Combined with simulation, in-process monitoring for additive manufacturing can improve quality and reduce waste, among other benefits.
One of the biggest challenges for the wider adoption of additive manufacturing (AM) as a production technology is the lack of repeatability and stability in AM processes. Real-time, in-process monitoring and closed-loop control systems can go a long way toward overcoming this barrier, though there is still much work to be done in their development.
What techniques are used for monitoring 3D printing processes?
While the particular 3D printing process in question will determine the most applicable monitoring techniques, this article will focus on discussing thermal processes, such as laser powder bed fusion (L-PBF), electron beam melting (EBM), directed energy deposition (DED) and fused deposition modeling (FDM). However, it should be clear that some of the techniques discussed below can also be applied to other additive processes, such as vat photopolymerization or binder jetting.
Examples of process sensing techniques that can be used for real-time monitoring of AM include visible-light and thermal sensing, integrated sphere radiometry, acoustic detection, Schlieren imaging and operando synchrotron X-ray imaging and diffraction.
Here’s a brief explanation of each technique as well as its strengths, limitations and applications:
Technique | Description | Strengths | Limitations | Applications |
Visible-Light and Thermal Sensing | Cameras monitor each print layer. Infrared cameras capture heat distribution and temperature variations during the process. | Non-invasive method of providing real-time data about layer adhesion and potential warping. | Visible-light cameras cannot identify internal defects and thermal results may be noisy due to room temperature fluctuations. | Used in both metal and plastic 3D printing, especially in powder bed fusion. |
Integrated Sphere Radiometry | Measures total radiative output during the printing process. | Useful for capturing total energy output, which is useful for understanding overall process stability. | Less effective for detecting local defects and microstructural variations. | Used in high-energy processes, typically involving metal 3D printing. |
Acoustic Detection | Acoustic sensors capture soundwaves generated by the printer to identify changes in material behavior, including cracking, delamination or material flow issues. | Capable of detecting internal defects not visible on the surface of a part and is particularly sensitive to mechanical changes, such as stress fractures or voids. | Signals can be noisy and distinguishing between normal operation and actual defects can be challenging. | Primarily used in metal and composite 3D printing. May benefit from machine learning and other advanced analytics. |
Schlieren Imaging | Used to visualize changes in pressure and temperature, based on light refraction through areas of varying density. | Captures high-resolution visual data of thermal gradients and airflow, which can help identify problems with gas shielding or heat dispersion. | Requires highly controlled conditions, making it less viable for industrial settings. Primarily used for research rather than in-process monitoring. | Used in metal 3D printing research to study melt pool dynamics and gas flow behavior. |
Operando Synchrotron X-ray Imaging and Diffraction | Captures real-time, high-resolution images of internal structures during printing. X-ray diffraction tracks changes in the crystalline structure of materials. | Useful for understanding thermal and mechanical behavior of metals at a granular level. | Expensive and complex to implement. Primarily used for research and critical applications. | Most often used in aerospace and biomedical engineering research. |
How does real-time, in-process monitoring inform 3D printing simulation?

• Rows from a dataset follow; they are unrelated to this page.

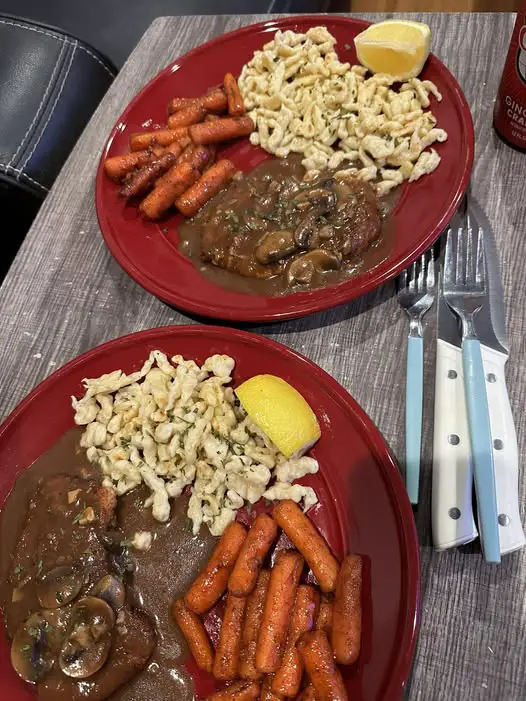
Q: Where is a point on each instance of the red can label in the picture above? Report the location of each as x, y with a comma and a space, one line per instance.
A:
510, 106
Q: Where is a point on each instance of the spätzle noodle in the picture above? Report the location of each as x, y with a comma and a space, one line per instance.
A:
304, 100
174, 424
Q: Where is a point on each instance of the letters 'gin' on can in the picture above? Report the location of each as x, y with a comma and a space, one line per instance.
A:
509, 118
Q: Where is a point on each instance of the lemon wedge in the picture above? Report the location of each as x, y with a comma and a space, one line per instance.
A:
281, 412
397, 47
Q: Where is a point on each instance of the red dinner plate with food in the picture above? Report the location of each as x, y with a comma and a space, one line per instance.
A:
271, 183
93, 574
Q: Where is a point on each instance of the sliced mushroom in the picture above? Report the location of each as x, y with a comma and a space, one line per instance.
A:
326, 232
59, 586
111, 590
274, 246
319, 197
303, 268
88, 638
306, 230
33, 647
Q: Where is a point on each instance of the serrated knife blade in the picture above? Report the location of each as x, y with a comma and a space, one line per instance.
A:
452, 511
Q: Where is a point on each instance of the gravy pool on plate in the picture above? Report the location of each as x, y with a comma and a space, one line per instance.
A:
271, 233
41, 532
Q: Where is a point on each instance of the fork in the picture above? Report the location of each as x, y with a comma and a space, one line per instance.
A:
416, 294
464, 289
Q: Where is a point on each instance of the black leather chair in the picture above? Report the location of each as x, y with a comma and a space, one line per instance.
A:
50, 84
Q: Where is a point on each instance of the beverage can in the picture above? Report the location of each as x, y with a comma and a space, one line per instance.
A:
509, 117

While there are many good reasons to deploy in-process monitoring in additive manufacturing, in the context of AM simulation, feeding the real-time data from in-process monitoring of 3D printing into predictive simulation models can help engineers anticipate potential defects, such as warping or residual stresses.
Moreover, combining feedback monitoring with simulation models enables engineers to predict where these issues are most likely to arise in the part. In an ideal scenario involving closed-loop controls, this information can be used to take corrective actions during the printing process, such as dynamic adjustments to laser power or print head speed.
As machine learning (ML) and artificial intelligence (AI) continue to evolve, there will be more possibilities for applying these powerful statistical tools to both process monitoring and simulation. Ultimately, AI and ML could be used to create a positive feedback loop between 3D printing process data and simulations of those processes in real time, reducing defects and material waste and increasing production speeds and part quality.